Photo by Zach Trueblood | The Prospectus  Due to an outbreak of the viral disease Mumps in Champaign-Urbana, some residents have decided to take preventative measures by updating their immunizations.

Photo by Zach Trueblood | The Prospectus
Due to an outbreak of the viral disease Mumps in Champaign-Urbana, some residents have decided to take preventative measures by updating their immunizations.

There are several places in the area that are offering the Mumps booster vaccine but Burch said. The Champaign-Urbana Public Health District office on Kenyon Road is offering them at no cost and will be providing them until the outbreak has been quelled. There should be enough for all those interested in receiving one.

“People who have been immunized and have confirmation that they’ve been immunized, also still seem to be getting the Mumps now in this outbreak but the symptoms are very mild,” Burch said. “People who have actually had the disease do not seem to be getting it. And people who have not been immunized are of course getting it and becoming sicker than others.”

Burch stressed the importance of being immunized or obtaining the booster.

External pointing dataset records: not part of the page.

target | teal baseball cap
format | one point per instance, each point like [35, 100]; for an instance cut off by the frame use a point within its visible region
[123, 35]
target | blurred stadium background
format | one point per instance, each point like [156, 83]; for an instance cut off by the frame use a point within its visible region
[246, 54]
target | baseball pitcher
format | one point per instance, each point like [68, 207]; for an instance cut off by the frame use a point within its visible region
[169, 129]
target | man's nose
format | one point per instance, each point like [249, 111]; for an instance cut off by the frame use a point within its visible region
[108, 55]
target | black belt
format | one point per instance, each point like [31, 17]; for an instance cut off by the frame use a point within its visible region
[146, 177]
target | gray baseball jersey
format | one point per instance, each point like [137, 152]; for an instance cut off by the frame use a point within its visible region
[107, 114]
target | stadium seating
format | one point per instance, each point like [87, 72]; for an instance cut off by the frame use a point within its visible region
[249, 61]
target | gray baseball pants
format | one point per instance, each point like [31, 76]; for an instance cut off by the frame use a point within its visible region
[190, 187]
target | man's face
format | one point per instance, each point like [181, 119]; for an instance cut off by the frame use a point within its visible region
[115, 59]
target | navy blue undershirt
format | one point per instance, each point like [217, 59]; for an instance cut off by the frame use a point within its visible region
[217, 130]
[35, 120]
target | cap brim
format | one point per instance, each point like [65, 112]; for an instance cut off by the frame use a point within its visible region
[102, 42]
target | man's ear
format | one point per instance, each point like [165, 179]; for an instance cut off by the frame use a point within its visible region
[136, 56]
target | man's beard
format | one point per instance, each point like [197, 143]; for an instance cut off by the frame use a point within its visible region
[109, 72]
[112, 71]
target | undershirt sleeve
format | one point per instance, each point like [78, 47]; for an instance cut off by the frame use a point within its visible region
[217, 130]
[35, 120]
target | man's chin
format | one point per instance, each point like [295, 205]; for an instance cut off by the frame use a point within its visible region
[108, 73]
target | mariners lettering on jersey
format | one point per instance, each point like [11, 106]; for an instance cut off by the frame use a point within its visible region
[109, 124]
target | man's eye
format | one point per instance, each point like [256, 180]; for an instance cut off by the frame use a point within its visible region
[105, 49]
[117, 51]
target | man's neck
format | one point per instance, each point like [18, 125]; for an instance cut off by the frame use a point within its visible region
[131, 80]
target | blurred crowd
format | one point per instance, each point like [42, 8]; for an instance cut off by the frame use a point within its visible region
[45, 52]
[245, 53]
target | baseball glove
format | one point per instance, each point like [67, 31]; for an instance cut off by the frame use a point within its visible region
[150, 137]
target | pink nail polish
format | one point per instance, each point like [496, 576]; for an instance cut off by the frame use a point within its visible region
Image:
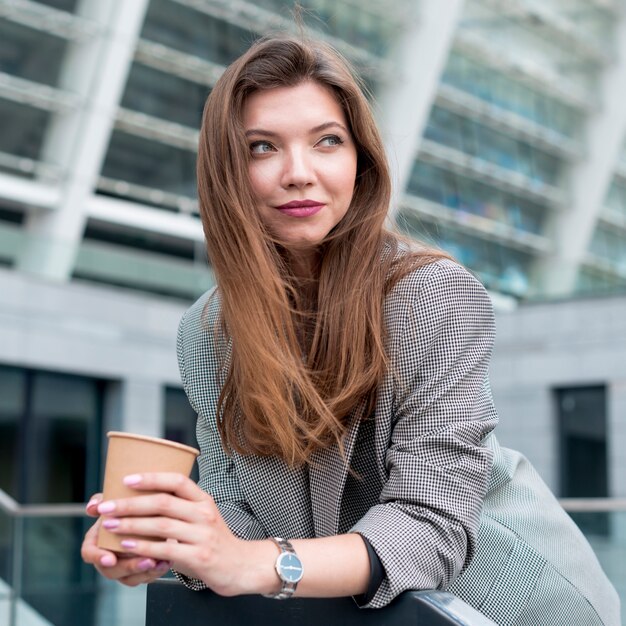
[146, 564]
[111, 523]
[106, 507]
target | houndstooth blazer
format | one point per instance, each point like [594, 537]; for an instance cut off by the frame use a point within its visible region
[442, 504]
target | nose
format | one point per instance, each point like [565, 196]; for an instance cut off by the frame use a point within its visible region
[298, 170]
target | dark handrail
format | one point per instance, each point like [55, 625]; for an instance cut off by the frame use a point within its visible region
[169, 602]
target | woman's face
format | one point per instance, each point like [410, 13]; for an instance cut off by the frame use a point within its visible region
[303, 162]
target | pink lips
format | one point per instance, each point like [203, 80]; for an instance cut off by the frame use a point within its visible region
[301, 208]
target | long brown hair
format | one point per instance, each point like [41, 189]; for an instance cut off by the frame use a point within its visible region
[299, 366]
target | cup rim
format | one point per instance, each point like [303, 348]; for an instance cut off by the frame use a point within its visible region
[157, 440]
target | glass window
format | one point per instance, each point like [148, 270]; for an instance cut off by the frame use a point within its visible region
[180, 421]
[459, 192]
[62, 5]
[581, 418]
[501, 90]
[22, 129]
[498, 267]
[49, 425]
[150, 164]
[478, 140]
[162, 95]
[616, 198]
[12, 403]
[194, 32]
[30, 54]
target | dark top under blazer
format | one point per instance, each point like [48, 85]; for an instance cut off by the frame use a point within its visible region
[442, 504]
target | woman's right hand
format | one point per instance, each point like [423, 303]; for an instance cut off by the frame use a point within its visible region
[128, 570]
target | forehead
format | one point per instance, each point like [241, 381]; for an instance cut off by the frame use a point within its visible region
[305, 105]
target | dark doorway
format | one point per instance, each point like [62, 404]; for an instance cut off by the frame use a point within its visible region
[583, 450]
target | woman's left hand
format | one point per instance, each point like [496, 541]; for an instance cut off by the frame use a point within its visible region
[198, 543]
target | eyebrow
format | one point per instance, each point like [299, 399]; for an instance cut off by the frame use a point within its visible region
[315, 129]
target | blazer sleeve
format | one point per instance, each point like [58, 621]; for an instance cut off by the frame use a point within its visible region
[425, 526]
[198, 364]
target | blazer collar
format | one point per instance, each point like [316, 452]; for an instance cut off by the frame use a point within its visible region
[327, 478]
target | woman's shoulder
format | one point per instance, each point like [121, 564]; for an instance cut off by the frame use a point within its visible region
[203, 314]
[443, 280]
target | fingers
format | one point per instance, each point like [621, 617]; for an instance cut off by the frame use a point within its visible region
[90, 552]
[162, 505]
[146, 577]
[162, 527]
[168, 482]
[134, 570]
[92, 505]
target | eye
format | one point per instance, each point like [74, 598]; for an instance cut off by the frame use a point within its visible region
[261, 147]
[330, 141]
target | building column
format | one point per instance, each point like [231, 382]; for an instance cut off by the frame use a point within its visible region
[136, 406]
[420, 56]
[588, 180]
[96, 70]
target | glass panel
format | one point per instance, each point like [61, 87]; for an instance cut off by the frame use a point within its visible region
[195, 32]
[151, 164]
[6, 559]
[162, 95]
[498, 267]
[532, 40]
[12, 407]
[153, 273]
[56, 583]
[63, 420]
[22, 129]
[180, 421]
[610, 548]
[589, 282]
[609, 245]
[62, 5]
[30, 53]
[477, 140]
[464, 194]
[616, 198]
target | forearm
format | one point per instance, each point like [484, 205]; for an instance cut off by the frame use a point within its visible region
[333, 567]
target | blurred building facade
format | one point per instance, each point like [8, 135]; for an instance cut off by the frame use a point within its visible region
[506, 130]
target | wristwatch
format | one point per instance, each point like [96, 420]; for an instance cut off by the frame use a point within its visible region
[289, 569]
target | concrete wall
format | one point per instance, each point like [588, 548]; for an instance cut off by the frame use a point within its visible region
[560, 344]
[124, 337]
[129, 339]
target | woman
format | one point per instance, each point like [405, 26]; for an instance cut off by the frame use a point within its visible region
[340, 380]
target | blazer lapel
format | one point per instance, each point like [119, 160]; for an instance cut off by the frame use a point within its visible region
[327, 478]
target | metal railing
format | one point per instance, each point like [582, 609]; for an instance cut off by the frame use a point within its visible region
[19, 513]
[610, 548]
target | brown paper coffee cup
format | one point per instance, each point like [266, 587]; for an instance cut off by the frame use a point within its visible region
[136, 454]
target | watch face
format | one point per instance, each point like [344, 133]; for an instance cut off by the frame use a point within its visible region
[289, 567]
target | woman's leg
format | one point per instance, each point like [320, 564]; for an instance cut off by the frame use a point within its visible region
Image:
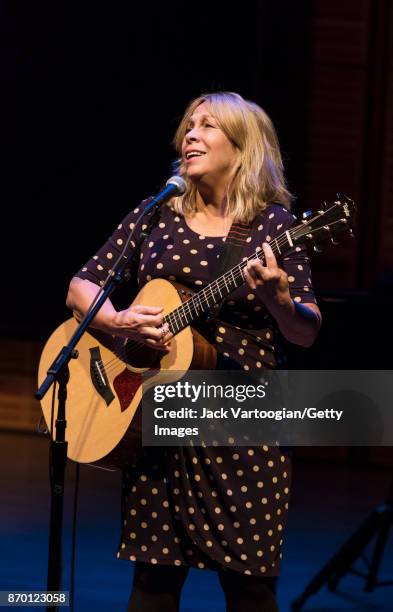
[245, 593]
[156, 588]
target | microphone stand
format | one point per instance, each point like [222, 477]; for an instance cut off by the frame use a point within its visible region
[59, 373]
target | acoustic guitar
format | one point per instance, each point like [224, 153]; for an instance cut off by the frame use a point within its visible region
[105, 387]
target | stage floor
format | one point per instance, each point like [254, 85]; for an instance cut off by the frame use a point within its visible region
[329, 502]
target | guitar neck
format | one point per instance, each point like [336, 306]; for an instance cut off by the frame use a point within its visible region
[205, 299]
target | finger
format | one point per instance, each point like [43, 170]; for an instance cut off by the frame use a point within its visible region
[154, 333]
[271, 261]
[257, 271]
[150, 320]
[249, 279]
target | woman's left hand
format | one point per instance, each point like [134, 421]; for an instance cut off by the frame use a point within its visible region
[270, 276]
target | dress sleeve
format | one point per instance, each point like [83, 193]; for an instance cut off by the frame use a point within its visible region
[97, 267]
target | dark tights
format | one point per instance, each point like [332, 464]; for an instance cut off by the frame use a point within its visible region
[157, 588]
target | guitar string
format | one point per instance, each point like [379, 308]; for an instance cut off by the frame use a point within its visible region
[280, 241]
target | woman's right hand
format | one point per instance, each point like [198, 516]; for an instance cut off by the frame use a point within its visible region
[144, 323]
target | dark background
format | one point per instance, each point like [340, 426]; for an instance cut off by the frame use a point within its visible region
[93, 95]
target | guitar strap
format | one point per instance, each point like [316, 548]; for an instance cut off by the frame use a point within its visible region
[231, 254]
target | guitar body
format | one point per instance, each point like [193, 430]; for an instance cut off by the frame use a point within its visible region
[104, 393]
[105, 388]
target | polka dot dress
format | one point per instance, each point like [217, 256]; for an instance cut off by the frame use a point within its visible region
[210, 507]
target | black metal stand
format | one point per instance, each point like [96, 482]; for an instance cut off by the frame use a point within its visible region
[59, 372]
[377, 524]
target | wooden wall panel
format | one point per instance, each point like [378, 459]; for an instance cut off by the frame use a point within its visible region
[350, 135]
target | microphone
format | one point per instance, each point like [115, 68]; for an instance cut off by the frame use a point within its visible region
[174, 186]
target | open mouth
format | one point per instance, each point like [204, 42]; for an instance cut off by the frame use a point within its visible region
[193, 154]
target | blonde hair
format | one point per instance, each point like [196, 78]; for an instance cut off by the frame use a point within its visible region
[260, 177]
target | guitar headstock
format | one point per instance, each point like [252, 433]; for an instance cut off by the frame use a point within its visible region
[324, 225]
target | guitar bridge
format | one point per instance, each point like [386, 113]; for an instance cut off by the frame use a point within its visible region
[98, 376]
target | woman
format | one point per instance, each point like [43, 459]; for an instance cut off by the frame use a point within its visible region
[220, 508]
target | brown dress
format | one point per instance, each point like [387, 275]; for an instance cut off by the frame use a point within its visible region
[216, 506]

She felt that is the most important educational aspect for community members, students and staff included.

“The message we want to put out is: do you know for sure that you were immunized? It’s typically done as an MMR immunization that spans Measles, Mumps, and Rubella. It’s a two-step shot starting when you turn one and then once you enter the Illinois public school system,” Burch explained. “People do have objections so they choose not to immunize their children. If you know that you were not immunized, it’s very important that you do so.”

Burch also warned that the chances of it coming to a Parkland classroom are possible. Once classes start there will be students who are concurrently enrolled at the University of Illinois as well. The U of I campus is not that far from ours and the likelihood of its spread to Parkland is possible.

She also pointed out if you are in a class with someone that has Mumps, you are technically exposed. You will have to prove you’ve had the immunization or go out and get one.

Activities Manager Chaya Sandler received the MMR booster vaccine recently. She provided some insight into why she chose to do so.

“Personally, I wanted to get the MMR booster because there are people who have been immunized and are still getting ill. Working closely with college students I wanted to make sure I’m protected. I really saw no reason not to get it since there’s no cost,” Sandler stated.

She explained finding the Public Health District office was fairly simple. The check in process was pretty simple and she was in and out in about 45 minutes.

For those interested in getting the MMR booster they should visit the Champaign-Urbana Public Health District office on 201 W. Kenyon Road Champaign, IL. For immediate information at Parkland, visit June Burch in the Office of Student Life.